On quality, Hartford Insurance Group scores 93/100 on Intrinsiqq's quality scorecard (a high-quality business on these measures), weighing growth, margins, returns on capital, share count, and balance-sheet strength. It currently yields about 1.6%; see dividend safety for coverage and history. All figures are computed from SEC filings; read the full methodology. This is analysis, not investment advice.
Intrinsiqq's two-stage DCF estimates an intrinsic value of about $518.06 per share for HIG, projecting its recent free cash flow forward with a growth rate that fades toward a long-run rate and discounting it back to today. Applying a 25% margin of safety gives a more conservative fair-value entry around $388.54. At today's $140.26, that puts the stock about 269.4% below estimated intrinsic value. The result is sensitive to the growth and discount-rate inputs, so it is best to run conservative, base and optimistic cases.
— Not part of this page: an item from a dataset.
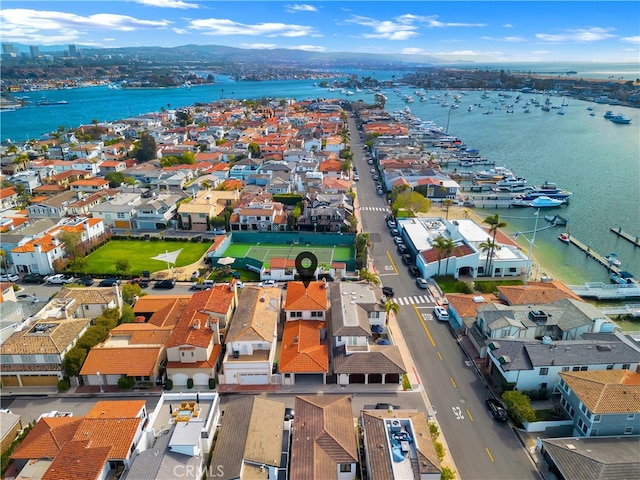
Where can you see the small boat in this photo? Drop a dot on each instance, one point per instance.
(612, 258)
(546, 202)
(620, 118)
You can adjust all of them yourself with the sliders on the DCF tab.
Hartford Insurance Group scores 93 out of 100 on Intrinsiqq's quality score, a weighted blend of 8 metrics each scored 0 to 100, which makes it a high-quality business on these measures. The score weighs revenue and free-cash-flow growth, operating margins, return on invested capital, share-count change, and balance-sheet strength, all computed from SEC filings, not opinion. Because valuation only means something relative to quality, the full metric-by-metric breakdown is on the quality scorecard.
Yes, Hartford Insurance Group pays a regular dividend of about $2.18 per share per year (typically in quarterly installments), a yield of roughly 1.6% at the current price. That is a payout ratio of about 15.0% of earnings, so the dividend is amply covered by earnings. Hartford Insurance Group has grown the dividend at roughly 5.1% a year over the past few years. A low headline yield is not the same as a weak dividend: what matters is how well earnings and free cash flow cover the payout and whether it is growing, not the percentage alone. For HIG's full payout history, growth streak and dividend-safety score, see the dividends tab.
That depends on valuation and quality together, not either alone. HIG currently trades below its estimated intrinsic value and scores 93/100 on quality (high-quality). It also yields about 1.6%. A cheap price is only a bargain if the business is durable, and a premium can be justified by genuine quality, so the two questions, "is it cheap?" and "is it good?", only make sense side by side. Read the valuation against the quality scorecard, run the DCF on your own assumptions, and decide for yourself. This is analysis from SEC filings, not investment advice.